Табличка на столе недвусмысленно поясняла, что перед нами — Артамаль ил-Лакар собственной персоной, альв в возрасте 268 лет, аристократ с острова Миррион.
Я вдруг понял, что кроме легкого головокружения в душе не было ничего. Ни страха, ни отвращения. Хорошо пропеченная картошина с заполненными горелой плотью дырами на местах глаз и носа, которая криво ухмылялась белоснежными зубами, ничем не напоминала одушевленного.

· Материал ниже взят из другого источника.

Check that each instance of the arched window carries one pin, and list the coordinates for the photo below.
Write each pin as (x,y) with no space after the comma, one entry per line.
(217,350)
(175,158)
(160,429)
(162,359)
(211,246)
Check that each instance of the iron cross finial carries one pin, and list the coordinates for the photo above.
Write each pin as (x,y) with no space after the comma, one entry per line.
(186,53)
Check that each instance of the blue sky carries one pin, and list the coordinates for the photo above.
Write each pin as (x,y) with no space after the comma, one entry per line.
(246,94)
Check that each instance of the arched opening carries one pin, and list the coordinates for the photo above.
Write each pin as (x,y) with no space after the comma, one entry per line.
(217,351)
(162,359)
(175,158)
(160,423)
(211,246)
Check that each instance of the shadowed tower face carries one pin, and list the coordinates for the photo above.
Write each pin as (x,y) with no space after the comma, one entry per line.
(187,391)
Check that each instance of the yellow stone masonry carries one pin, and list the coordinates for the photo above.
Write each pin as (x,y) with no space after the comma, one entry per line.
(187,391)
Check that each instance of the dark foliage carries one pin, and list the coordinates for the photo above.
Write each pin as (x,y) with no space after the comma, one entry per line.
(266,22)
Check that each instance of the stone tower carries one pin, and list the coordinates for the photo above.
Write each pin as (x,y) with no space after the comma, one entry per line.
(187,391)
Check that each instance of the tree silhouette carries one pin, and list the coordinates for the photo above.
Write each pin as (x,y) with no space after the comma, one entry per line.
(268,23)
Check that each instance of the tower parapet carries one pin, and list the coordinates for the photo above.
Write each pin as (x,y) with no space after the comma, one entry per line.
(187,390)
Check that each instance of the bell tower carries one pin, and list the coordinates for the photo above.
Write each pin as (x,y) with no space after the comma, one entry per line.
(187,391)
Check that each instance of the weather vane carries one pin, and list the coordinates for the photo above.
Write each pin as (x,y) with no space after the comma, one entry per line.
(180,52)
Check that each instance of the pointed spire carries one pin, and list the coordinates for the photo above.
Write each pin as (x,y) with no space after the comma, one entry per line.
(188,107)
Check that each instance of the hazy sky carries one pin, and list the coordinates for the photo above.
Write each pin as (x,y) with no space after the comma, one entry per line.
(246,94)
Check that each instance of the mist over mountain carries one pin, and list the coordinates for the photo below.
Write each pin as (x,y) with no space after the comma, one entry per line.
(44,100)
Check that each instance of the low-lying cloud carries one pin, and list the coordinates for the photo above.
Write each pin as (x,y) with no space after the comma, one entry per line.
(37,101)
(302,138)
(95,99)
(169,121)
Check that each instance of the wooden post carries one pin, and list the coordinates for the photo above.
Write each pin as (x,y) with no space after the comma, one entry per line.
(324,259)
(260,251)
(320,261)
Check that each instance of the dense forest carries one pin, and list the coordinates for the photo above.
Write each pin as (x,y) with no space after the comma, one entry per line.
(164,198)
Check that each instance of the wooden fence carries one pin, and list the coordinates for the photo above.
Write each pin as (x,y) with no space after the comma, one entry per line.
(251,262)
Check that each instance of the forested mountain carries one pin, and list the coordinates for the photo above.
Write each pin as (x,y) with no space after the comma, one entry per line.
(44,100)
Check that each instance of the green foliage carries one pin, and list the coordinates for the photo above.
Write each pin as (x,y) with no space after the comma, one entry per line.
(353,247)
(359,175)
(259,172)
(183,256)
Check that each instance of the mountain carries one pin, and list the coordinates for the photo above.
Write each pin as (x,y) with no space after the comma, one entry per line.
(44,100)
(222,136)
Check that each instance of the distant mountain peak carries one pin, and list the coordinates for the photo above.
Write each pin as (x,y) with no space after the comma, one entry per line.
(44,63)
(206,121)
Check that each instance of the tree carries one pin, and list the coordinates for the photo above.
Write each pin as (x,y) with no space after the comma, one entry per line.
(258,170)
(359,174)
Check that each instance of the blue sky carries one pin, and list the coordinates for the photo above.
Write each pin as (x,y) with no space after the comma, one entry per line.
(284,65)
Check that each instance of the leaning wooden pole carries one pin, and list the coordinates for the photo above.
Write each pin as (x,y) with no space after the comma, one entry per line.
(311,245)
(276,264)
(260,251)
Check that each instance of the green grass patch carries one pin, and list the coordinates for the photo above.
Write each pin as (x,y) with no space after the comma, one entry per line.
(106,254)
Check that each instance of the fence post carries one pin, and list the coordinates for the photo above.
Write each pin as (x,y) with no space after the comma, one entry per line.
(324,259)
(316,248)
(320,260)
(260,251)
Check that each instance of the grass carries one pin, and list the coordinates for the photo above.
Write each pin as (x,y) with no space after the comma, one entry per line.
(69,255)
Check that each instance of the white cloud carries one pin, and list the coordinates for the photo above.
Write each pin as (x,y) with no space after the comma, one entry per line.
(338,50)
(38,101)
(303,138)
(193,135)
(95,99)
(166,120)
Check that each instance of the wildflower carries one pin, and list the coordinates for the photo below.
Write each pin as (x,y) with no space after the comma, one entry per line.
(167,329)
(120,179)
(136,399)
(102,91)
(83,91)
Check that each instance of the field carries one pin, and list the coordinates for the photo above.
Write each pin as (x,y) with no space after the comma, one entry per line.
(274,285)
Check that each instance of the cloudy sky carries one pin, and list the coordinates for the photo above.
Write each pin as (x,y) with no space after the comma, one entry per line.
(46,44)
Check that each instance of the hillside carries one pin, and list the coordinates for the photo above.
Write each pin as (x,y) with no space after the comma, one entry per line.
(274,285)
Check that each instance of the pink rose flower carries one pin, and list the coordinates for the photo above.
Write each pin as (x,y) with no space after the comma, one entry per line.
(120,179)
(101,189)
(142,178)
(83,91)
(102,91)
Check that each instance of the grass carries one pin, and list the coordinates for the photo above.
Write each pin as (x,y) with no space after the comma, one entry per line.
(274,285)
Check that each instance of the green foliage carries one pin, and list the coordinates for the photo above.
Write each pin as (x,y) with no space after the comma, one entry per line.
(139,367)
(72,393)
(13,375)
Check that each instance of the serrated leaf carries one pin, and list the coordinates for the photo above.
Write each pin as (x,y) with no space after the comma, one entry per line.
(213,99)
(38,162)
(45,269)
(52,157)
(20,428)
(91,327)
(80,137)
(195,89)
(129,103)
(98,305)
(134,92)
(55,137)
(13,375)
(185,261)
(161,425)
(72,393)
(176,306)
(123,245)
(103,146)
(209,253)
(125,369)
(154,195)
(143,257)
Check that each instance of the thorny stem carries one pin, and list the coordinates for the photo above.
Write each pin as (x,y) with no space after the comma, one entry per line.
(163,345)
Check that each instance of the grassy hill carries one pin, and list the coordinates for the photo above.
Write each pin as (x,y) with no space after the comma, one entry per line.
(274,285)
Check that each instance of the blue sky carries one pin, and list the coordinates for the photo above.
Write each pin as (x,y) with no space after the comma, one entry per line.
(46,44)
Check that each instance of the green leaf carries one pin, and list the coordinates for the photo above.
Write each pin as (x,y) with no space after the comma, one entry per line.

— Но как же вы поняли, что это — именно господин ил-Лакар? — спросил я.
Скульптор в последний раз огладил белую массу и осторожно отнял руки от лица покойника. Палец за пальцем он аккуратно стащил и положил на стол перчатки.
— Ну, для начала, — в тусклом и холодном свете ламп его высокий и тощий силуэт выглядел жутковато, — по костюму.
Человек приблизился к нам и откинул простыню. Я невольно зажмурился, но тут же заставил себя открыть глаза. Выглядеть лучше тело, конечно, не стало, но врач был прав — к обугленной плоти кое-где намертво пристали большие клочья некогда белой, а ныне грязной и истлевшей по краям ткани.